Annan: Guiding force for good
ANNAN’S ARISTOCRATIC STYLE AND POLITICAL SAVVY HELPED GUIDE HIS ASCENT
Kofi Annan, one of the world’s most celebrated diplomats and a charismatic symbol of the United Nations who rose through its ranks to become the first black African secretary-general, has died. He was 80. His foundation announced his death in Switzerland yesterday in a tweet, saying that he died after a short unspecified illness.
“Wherever there was suffering or need, he reached out and touched many people with his deep compassion and empathy,” the foundation said in a statement.
Annan spent virtually his entire career as an administrator in the United Nations. His aristocratic style, cooltempered elegance and political savvy helped guide his ascent to become its seventh secretary-general, and the first hired from within. He served two terms from January 1, 1997, to December 31, 2006, capped nearly midway when he and the UN were jointly awarded the Nobel Peace Prize in 2001.
During his tenure, Annan presided over some of the worst failures and scandals at the world body, one of its most turbulent periods since its founding in 1945. Challenges from the outset forced him to spend much of his time struggling to restore its tarnished reputation.
His enduring moral prestige remained largely undented, however, both through charisma and by virtue of having negotiated with most of the powers in the world.
Rose through the ranks
When he departed from the UN, he left behind a global organisation far more aggressively engaged in peacekeeping and fighting poverty, setting the framework for the its 21st-century response to mass atrocities and its emphasis on human rights and development.
“Kofi Annan was a guiding force for good,” current UN Secretary-General Antonio Guterres said. “It is with profound sadness that I learnt of his passing. In many ways, Kofi Annan was the United Nations. He rose through the ranks to lead the organisation into the new millennium with matchless dignity and determination.”
Even out of office, Annan never completely left the UN orbit. He returned in special roles, including as the UN-Arab League’s special envoy to Syria in 2012. He remained a powerful advocate for global causes through his foundation.
Annan took on the top UN post six years after the collapse of the Soviet Union and presided during a decade when the world united against terrorism after the September 11 attacks — then divided deeply over the US-led war against Iraq. The US relationship tested him as a world diplomatic leader.
“I think that my darkest moment was the Iraq war, and the fact that we could not stop it,” Annan said in a February 2013 interview with TIME magazine to mark the publication of his memoir, Interventions: A Life in War and Peace.
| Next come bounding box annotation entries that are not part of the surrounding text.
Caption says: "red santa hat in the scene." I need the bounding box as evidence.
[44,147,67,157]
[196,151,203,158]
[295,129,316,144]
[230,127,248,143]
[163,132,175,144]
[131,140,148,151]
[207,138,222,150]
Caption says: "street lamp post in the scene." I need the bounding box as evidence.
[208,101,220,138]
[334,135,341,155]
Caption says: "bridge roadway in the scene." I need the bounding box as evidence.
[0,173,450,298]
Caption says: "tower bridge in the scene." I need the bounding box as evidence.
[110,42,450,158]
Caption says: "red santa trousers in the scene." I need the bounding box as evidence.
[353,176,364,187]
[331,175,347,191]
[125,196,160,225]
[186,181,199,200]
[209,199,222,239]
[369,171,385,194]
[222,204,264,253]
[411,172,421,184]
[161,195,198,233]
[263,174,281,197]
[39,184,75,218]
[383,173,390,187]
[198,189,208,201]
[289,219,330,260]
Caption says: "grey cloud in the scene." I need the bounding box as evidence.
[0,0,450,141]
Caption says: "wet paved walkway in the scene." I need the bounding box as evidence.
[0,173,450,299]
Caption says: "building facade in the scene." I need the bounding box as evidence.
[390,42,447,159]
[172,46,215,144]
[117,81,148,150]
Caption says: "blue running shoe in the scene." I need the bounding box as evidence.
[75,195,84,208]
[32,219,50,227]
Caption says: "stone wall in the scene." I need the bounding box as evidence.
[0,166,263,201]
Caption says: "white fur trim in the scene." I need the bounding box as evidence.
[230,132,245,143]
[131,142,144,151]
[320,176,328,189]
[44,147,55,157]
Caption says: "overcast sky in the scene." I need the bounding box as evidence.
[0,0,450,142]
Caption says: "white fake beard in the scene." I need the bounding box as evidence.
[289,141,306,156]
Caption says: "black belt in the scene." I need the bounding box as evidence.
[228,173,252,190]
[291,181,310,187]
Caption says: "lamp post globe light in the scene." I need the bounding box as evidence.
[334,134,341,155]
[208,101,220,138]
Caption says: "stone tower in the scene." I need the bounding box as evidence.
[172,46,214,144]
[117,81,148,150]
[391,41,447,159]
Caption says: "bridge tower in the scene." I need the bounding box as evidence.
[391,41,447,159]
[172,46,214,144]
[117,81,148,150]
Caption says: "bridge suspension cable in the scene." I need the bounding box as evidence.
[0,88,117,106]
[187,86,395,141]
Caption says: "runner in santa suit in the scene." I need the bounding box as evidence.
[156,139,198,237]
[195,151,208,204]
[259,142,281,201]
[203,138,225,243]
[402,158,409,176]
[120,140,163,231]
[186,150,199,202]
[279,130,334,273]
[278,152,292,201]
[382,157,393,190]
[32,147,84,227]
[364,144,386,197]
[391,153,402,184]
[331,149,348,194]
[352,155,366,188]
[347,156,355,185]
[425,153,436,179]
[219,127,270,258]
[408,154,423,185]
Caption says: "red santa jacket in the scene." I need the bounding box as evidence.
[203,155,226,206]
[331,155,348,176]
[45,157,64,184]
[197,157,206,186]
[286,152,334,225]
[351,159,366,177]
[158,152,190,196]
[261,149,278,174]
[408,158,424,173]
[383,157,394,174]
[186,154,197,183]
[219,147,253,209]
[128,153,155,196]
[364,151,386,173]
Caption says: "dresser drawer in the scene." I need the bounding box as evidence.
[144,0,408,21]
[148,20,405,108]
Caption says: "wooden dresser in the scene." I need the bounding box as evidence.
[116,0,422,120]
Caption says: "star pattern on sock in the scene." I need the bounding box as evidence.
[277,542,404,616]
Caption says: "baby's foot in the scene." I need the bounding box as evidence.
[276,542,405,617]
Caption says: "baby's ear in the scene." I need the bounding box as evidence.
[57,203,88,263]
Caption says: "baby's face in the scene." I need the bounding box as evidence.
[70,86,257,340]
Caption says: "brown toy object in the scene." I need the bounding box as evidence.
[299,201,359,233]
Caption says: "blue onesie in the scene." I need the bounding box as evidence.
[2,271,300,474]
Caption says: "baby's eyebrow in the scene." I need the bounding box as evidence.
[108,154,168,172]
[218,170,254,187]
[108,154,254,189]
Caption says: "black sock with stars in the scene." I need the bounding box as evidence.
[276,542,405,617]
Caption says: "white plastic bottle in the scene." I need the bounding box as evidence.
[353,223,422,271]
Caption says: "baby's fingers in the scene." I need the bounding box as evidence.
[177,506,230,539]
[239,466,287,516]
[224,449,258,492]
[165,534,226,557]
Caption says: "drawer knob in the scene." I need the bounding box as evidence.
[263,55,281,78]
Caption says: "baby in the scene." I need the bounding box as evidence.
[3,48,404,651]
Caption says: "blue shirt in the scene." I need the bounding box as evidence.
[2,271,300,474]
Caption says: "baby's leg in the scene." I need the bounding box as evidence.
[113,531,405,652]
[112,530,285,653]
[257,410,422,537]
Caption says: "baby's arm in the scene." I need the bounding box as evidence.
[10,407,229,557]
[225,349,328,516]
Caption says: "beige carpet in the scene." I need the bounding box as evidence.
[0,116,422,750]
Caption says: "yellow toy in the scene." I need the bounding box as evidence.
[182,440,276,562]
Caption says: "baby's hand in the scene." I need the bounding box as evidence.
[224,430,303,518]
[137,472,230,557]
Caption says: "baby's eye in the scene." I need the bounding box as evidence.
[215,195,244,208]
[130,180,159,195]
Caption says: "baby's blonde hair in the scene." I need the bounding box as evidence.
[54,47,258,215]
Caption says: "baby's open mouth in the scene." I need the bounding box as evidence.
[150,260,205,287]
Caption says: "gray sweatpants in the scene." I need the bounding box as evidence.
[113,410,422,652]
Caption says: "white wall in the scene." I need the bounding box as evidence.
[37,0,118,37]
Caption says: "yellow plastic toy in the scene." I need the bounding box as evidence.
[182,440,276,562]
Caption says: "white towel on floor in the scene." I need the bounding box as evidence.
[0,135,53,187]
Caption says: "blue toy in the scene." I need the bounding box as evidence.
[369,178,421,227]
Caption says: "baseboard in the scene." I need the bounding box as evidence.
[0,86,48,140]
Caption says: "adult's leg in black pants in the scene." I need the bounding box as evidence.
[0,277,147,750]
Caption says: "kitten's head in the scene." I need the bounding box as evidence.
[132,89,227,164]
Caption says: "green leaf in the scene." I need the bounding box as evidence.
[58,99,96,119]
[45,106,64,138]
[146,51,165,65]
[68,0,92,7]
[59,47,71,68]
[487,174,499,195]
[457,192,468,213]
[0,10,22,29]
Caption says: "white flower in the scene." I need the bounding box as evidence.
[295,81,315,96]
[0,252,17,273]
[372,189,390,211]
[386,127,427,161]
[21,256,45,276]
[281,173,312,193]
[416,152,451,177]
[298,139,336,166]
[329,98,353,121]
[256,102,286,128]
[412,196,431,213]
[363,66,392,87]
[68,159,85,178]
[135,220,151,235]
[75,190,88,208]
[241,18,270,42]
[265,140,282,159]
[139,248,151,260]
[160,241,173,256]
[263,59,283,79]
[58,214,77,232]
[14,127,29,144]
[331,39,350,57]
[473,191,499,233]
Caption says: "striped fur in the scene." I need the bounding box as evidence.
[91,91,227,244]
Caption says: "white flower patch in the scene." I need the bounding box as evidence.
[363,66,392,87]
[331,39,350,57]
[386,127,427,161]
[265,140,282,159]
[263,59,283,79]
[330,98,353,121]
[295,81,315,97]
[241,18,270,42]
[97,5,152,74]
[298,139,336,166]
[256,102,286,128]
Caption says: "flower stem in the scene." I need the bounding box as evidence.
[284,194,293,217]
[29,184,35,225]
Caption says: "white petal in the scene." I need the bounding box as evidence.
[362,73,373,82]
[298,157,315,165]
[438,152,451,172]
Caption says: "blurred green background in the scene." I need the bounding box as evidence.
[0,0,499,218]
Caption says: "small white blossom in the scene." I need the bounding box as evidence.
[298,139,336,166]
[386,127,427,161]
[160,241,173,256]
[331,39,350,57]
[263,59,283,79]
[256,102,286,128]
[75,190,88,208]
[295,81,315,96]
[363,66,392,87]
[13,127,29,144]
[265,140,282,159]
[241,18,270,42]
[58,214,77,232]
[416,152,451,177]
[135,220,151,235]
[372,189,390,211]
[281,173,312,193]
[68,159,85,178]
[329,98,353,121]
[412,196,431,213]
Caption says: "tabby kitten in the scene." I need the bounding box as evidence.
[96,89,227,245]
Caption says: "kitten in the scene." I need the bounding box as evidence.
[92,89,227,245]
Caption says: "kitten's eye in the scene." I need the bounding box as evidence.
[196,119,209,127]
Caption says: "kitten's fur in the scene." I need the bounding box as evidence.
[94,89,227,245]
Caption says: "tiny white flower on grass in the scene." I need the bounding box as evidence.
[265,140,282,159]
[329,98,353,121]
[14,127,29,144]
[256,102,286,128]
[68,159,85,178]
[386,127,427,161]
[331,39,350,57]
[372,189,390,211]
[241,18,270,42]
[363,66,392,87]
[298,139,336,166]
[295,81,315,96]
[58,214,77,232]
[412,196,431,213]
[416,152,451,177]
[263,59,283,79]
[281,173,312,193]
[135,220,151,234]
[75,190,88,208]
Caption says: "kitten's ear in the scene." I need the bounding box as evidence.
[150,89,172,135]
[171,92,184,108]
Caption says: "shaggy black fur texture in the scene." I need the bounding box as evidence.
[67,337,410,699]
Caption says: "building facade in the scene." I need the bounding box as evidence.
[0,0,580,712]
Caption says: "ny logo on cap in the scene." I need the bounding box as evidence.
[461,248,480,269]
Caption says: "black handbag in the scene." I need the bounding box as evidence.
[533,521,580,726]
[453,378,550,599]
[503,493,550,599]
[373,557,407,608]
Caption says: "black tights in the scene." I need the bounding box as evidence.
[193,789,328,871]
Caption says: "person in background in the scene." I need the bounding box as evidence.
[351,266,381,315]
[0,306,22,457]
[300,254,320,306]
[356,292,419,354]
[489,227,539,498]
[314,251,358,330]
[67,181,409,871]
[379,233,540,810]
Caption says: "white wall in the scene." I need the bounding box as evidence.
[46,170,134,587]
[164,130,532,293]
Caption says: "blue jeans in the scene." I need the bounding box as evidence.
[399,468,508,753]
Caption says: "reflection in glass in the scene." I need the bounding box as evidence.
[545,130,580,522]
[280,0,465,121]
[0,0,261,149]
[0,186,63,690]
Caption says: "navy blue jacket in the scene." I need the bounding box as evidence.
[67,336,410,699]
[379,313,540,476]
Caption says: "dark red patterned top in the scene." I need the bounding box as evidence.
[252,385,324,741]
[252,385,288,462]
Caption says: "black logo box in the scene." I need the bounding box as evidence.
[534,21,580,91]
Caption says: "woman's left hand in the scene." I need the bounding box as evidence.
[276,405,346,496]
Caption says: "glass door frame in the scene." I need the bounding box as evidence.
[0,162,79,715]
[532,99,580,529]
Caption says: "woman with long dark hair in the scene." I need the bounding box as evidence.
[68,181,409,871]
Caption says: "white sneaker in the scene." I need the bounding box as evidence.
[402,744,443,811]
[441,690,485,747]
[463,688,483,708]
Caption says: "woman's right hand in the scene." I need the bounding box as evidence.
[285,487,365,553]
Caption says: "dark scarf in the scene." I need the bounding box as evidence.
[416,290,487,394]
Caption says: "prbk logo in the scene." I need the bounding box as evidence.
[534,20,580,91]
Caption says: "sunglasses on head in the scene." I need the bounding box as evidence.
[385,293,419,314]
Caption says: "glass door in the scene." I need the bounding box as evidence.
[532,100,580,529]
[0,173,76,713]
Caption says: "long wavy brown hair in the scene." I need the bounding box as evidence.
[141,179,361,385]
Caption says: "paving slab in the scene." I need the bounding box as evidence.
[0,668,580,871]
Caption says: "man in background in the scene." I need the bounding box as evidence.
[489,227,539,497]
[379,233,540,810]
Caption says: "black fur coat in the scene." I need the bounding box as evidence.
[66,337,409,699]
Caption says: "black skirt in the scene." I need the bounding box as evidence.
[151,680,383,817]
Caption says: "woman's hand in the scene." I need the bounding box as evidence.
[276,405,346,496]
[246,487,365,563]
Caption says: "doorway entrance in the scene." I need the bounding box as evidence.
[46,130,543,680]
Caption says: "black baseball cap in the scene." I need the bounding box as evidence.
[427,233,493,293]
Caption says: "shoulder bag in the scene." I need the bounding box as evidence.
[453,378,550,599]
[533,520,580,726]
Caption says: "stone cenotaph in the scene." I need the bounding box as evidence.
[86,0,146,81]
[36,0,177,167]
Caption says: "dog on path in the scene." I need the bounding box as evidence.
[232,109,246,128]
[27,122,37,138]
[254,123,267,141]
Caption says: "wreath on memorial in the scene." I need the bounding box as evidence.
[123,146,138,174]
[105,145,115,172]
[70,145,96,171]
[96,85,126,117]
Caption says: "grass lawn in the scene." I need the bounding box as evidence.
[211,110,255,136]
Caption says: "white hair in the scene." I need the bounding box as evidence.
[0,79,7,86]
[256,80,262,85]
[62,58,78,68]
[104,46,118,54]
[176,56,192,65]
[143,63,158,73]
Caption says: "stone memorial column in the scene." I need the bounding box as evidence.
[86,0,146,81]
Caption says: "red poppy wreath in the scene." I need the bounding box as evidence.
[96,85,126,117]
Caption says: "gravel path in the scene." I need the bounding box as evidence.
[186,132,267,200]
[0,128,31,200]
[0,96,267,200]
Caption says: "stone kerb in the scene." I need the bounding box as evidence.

Kofi Atta Annan was born April 8, 1938, into an elite family in Kumasi, Ghana, the son of a provincial governor and grandson of two tribal chiefs.
He shared his middle name Atta — “twin” in Ghana’s Akan language — with a twin sister, Efua. He became fluent in English, French and several African languages, attending an elite boarding school and the University of Science and Technology in Kumasi. He finished his undergraduate work in economics at Macalester College in St Paul, Minnesota, in 1961. From there he went to Geneva, where he began his graduate studies in international affairs and launched his UN career.
Annan married Titi Alakija, a Nigerian woman, in 1965, and they had a daughter, Ama, and a son, Kojo. He returned to the US in 1971 and earned a master’s degree at the Massachusetts Institute of Technology’s Sloan School of Management. The couple separated during the 1970s and, while working in Geneva, Annan met his second wife, Swedish lawyer Nane Lagergren. They married in 1984.
Annan worked for the UN Economic Commission for Africa and the office of the High Commissioner for Refugees in Geneva, before taking a series of senior posts at UN headquarters in New York.
As secretary-general, Annan forged his experiences into a doctrine called the “Responsibility to Protect,” that countries accepted — at least in principle — to head off genocide, crimes against humanity, ethnic cleansing and war crimes.
Annan is survived by his wife and three children.